Savastano come Forrest Gump
Ci ha poco convinti anche il mash-up camorra-‘ndrangheta del secondo episodio, con l'esplicito riferimento alla strage di Duisburg, «trasferita» a Colonia. Una vicenda complessa, quella della faida di San Luca, che non si capisce perché debba essere mescolata a quella altrettanto complessa del sistema di Secondigliano. O forse si capisce: l'intento potrebbe essere quello di vendere meglio il prodotto all'estero, internazionalizzandone il plot. Cosa vuoi che ne sappiano un tedesco, ub americano o un inglese delle differenze che intercorrono tra camorra e ‘ndrangheta e della distanza che separa la Calabria dall'hinterland napoletano? Se a un tedesco dici mafia, lui pensa a Duisburg e alloria diamogli Duisburg. Ma così facendo rischiamo di trasformare Savastano in una specie di Forrest Gump delle mafie, un professionista del «quando è successo, lui c'era». Di questo passo a breve vedremo flashback con lo yacht di Buscetta e la trattativa Stato-mafia.

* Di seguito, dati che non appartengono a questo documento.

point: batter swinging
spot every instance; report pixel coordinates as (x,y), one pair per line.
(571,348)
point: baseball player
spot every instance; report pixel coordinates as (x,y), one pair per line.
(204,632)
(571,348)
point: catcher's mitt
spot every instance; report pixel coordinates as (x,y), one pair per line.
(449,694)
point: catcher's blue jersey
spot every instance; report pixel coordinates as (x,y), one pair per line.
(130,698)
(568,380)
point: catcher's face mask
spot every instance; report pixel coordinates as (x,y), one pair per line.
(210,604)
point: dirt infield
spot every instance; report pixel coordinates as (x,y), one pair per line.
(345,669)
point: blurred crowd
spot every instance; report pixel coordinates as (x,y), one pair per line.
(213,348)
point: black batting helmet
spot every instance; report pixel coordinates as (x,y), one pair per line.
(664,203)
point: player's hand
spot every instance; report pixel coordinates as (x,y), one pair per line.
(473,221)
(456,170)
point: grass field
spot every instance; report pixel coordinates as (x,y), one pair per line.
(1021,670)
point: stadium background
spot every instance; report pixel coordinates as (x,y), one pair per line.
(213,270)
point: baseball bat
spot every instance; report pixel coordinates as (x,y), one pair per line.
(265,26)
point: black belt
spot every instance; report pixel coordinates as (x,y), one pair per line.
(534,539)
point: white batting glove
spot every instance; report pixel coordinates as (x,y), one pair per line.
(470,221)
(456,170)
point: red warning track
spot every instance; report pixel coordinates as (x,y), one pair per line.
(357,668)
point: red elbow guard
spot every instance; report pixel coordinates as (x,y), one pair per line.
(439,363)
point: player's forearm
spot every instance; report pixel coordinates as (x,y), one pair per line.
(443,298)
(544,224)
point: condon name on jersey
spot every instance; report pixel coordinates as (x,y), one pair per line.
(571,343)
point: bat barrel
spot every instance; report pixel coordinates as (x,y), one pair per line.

Un femminicidio «scolastico»
E poi il delicatissimo tema del femminicidio. Nel primo episodio Ciro «studia» da boss e finisce per strangolare la moglie che, mossa da un rigurgito di coscienza, pensa per un secondo di andarlo a denunciare. Ci può stare, per carità, ma non sarebbe stato meglio, nell'economia della storia, «giocarsi» questa trovata a effetto più avanti, dopo aver esplorato/esasperato ancora di più il rapporto marito-moglie? Invece no: ci scappa subito il morto che non ti aspetti, così come nella prima puntata della seconda serie di «House of Cards» Frank Underwood si liberava subito della scomoda giovane giornalista amante e confidente. Un caso di scuola, insomma, per dare subito in pasto agli spettatori tutto quel che dalla serie vorrebbero e ancora di più. Ma ha senso che la camorra sia «bigger than life»? Ultima considerazione: quasi non ce ne stavamo accorgendo, ma siamo riusciti a scrivere un pezzo di 90 e più righe su «Gomorra» senza mai nominare Roberto Saviano. Potenza di un brand. Tutti sanno che cos'è la Coca Cola. Ma quanti ricordano che nacque ad Altanta per mano del farmacista John Stith Pemberton, alle prese con un farmaco per il mal di testa?